By Chris Stiefeling
Anyone who has been in the workforce for more than a few years realizes that the average smartphone now packs more processing power than the computers which were available when they started their career. Most of the early increases in processing capacity have come from our ability to place more transistors in the same amount of space which resulted in increasingly faster processors. However, the ability to further shrink die sizes on computer chips is constrained by the physical characteristics of the materials involved. Since it has become more difficult to increase processing speed, chip manufacturers have been increasing processing capacity by increasing the number of processor units or cores. The side effect of this evolution is that programs must now be written to process in parallel in order to achieve performance gains.

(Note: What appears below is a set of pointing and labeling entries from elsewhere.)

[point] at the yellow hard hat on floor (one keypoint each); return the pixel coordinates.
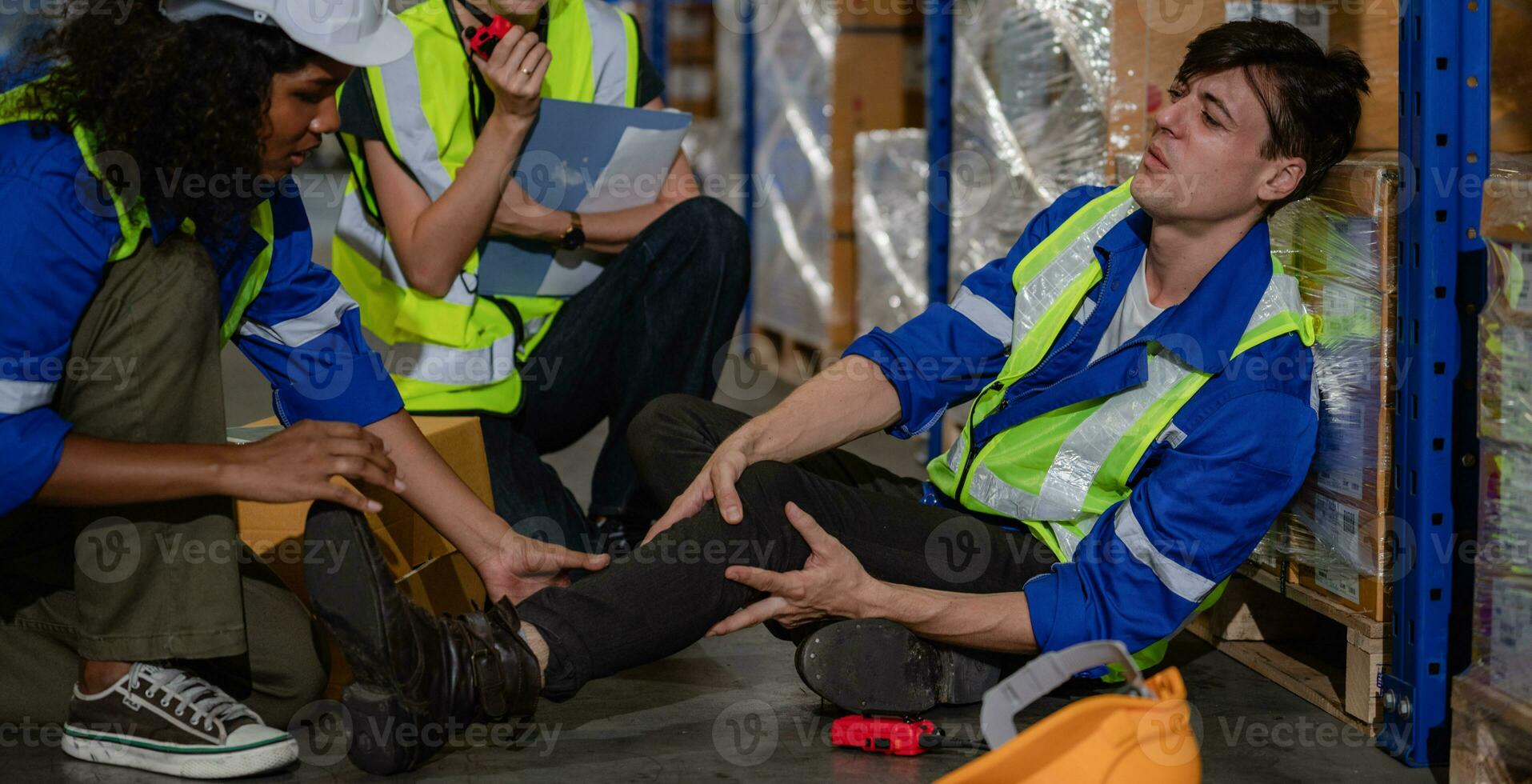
(1143, 737)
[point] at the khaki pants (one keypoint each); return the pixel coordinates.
(147, 582)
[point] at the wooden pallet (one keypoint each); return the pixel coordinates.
(1491, 732)
(1301, 641)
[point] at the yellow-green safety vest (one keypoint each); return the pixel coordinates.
(460, 351)
(1061, 470)
(132, 219)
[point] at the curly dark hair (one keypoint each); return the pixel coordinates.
(181, 98)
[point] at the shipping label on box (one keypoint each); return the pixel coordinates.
(1336, 526)
(1511, 638)
(1344, 455)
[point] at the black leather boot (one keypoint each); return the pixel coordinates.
(420, 677)
(878, 666)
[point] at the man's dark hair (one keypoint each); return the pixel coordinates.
(1312, 98)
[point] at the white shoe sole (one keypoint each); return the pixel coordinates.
(126, 752)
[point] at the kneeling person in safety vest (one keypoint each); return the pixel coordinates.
(431, 142)
(1143, 410)
(149, 219)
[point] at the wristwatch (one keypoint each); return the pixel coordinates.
(575, 234)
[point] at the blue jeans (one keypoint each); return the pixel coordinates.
(658, 320)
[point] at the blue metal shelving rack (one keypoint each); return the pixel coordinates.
(938, 150)
(1443, 142)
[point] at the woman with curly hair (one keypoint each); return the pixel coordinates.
(149, 218)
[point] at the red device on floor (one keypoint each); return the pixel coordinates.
(882, 734)
(483, 40)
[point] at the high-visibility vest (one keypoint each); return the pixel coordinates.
(134, 218)
(460, 351)
(1062, 469)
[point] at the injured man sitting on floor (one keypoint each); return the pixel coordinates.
(1140, 374)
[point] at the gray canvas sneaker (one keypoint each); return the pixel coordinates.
(170, 722)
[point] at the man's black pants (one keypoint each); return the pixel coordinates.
(666, 594)
(653, 323)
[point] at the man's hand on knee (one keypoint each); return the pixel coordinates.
(714, 482)
(830, 584)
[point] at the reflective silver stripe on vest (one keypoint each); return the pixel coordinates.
(1081, 457)
(1178, 579)
(304, 328)
(993, 492)
(417, 142)
(609, 53)
(1068, 541)
(984, 314)
(446, 365)
(358, 230)
(1042, 291)
(20, 397)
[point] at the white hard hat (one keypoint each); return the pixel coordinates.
(358, 33)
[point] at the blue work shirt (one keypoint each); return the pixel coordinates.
(302, 331)
(1209, 487)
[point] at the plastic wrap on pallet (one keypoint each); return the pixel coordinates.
(1505, 330)
(1030, 85)
(892, 284)
(1339, 247)
(1503, 561)
(1270, 552)
(793, 152)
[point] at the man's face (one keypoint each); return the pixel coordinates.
(1205, 161)
(302, 110)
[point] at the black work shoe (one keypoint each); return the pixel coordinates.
(878, 666)
(428, 674)
(170, 722)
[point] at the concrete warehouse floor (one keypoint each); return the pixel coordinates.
(733, 708)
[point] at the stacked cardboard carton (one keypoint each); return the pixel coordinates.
(428, 569)
(823, 75)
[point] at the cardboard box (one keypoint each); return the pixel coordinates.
(430, 570)
(1326, 561)
(274, 532)
(880, 14)
(878, 83)
(1150, 40)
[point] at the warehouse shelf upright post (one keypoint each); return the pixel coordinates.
(746, 20)
(659, 46)
(938, 149)
(1443, 142)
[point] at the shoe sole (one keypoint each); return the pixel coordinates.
(878, 666)
(345, 596)
(249, 762)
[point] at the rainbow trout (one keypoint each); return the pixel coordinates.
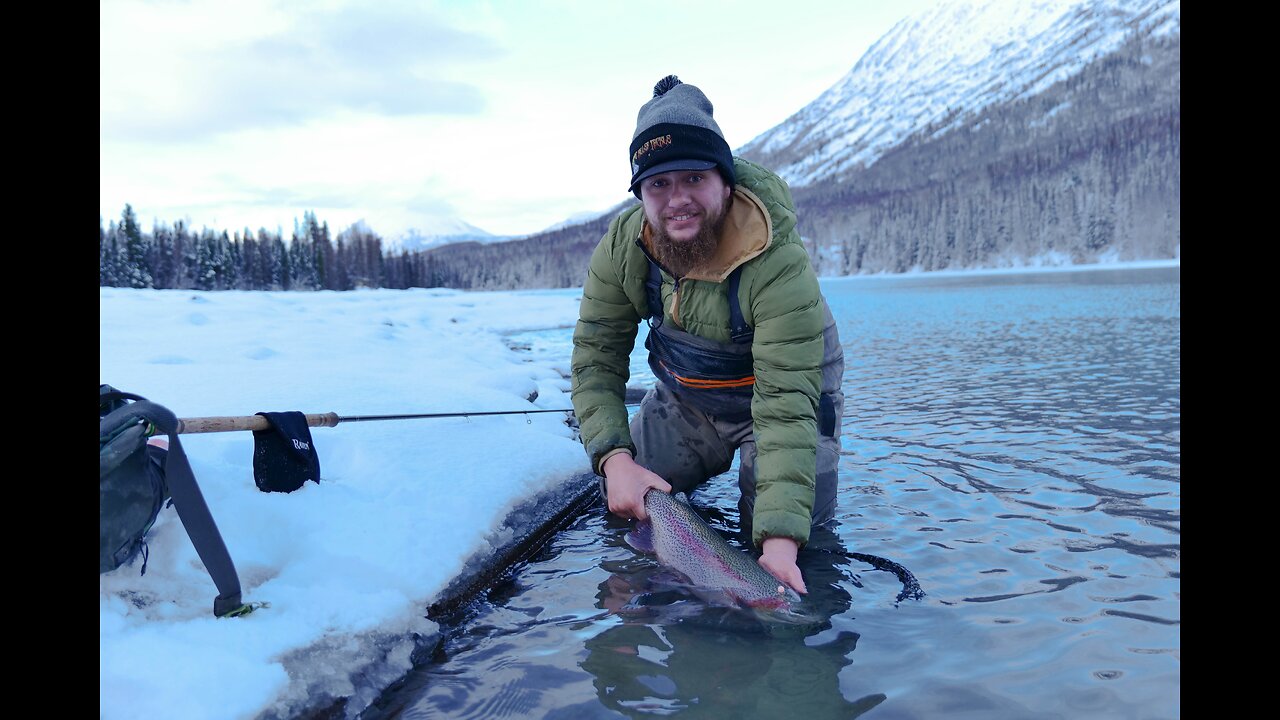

GPU cards are a leading edge example of this trend with modern GPU cards often packing several thousand processing units into a single card. For financial institutions, GPUs may allow organizations to achieve faster processing time and a higher level of efficiency. However, the optimal solution will naturally depend on the value of the performance gains relative to the effort, cost and ability to implement alternate solutions.
In this article we explore some of the nuances of GPU cards and attempt to offer a balanced viewpoint when considering the merits of CPU versus GPU execution. We also offer some representative CPU and GPU benchmarks of insurance projections using Oliver Wyman’s ATLAS software platform.
What Is A GPU?
A GPU is effectively an enhanced video card. The card plugs into the PCIe bus of the computer and most GPU cards have video out ports. The enhancement comes from the fact that the card also has a large amount of computing capability and memory. This allows for specially compiled programs or functions to be executed on the GPU card. In this manner the GPU card can be thought of as a co-processor running alongside the main CPU.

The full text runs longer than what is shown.